4. En l'espèce, M. B indique que sa carte de résident est expirée et qu'il tente sans succès d'obtenir un rendez-vous en préfecture depuis juillet 2024. Toutefois, le requérant qui ne produit pas son précédent titre de séjour, ne justifie pas, par la seule production d'une attestation de son employeur mentionnant que son titre de séjour est expiré depuis le 12 juillet 2024, pouvoir bénéficier d'une présomption d'urgence à en obtenir le renouvellement. Par ailleurs, alors que ses démarches en vue d'obtenir un rendez-vous demeurent récentes, M. B ne produit aucun élément sur la situation de précarité dans laquelle il allègue se trouver et ne justifie donc d'aucune circonstance particulière impliquant qu'il soit fait droit à sa demande de rendez- vous dans un délai prioritaire. Ainsi, la condition d'urgence prévue par l'article L. 521-3 du code de justice administrative ne peut être regardée comme remplie.

5. Il résulte de ce qui précède que la requête de M. B doit être rejetée selon la procédure régie par l'article L. 522-3 du code de justice administrative

O R D O N N E :

Article 1er : La requête de M. B est rejetée.

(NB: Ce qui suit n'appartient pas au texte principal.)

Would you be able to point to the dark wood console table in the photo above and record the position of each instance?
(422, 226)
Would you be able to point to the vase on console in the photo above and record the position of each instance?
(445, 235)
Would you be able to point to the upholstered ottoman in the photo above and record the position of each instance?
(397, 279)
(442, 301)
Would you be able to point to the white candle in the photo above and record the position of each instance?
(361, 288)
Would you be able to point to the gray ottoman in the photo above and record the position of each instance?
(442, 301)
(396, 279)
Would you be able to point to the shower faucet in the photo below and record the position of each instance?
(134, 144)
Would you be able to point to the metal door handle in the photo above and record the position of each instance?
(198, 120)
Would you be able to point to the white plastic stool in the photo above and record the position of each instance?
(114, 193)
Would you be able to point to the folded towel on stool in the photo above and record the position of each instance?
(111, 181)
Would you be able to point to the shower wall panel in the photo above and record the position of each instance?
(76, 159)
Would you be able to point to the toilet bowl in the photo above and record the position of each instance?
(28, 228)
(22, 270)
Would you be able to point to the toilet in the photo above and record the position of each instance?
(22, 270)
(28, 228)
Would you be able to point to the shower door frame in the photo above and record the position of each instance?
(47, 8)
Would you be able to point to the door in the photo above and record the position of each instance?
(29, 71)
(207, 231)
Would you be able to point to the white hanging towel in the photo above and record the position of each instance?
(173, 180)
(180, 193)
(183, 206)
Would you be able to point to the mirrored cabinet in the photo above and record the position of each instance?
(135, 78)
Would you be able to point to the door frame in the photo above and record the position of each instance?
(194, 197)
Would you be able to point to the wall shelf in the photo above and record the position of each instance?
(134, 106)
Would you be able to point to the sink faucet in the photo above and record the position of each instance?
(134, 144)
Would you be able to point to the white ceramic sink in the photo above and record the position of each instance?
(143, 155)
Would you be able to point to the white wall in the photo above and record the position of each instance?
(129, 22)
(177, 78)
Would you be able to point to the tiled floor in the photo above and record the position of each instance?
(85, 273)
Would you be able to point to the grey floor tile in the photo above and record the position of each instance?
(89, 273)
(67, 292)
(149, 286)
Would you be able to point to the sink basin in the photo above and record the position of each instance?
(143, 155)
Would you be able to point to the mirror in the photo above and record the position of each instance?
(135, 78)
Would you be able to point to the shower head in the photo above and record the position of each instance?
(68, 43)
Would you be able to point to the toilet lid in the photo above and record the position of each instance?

Article 2 : La présente ordonnance sera notifiée à M. A B.

Fait à Lyon, le 19 novembre 2024.

La juge des référés,

Caroline Rizzato

La République mande et ordonne à la préfète du Rhône en ce qui la concerne ou à tous commissaires de justice à ce requis en ce qui concerne les voies de droit commun contre les parties privées, de pourvoir à l'exécution de la présente décision.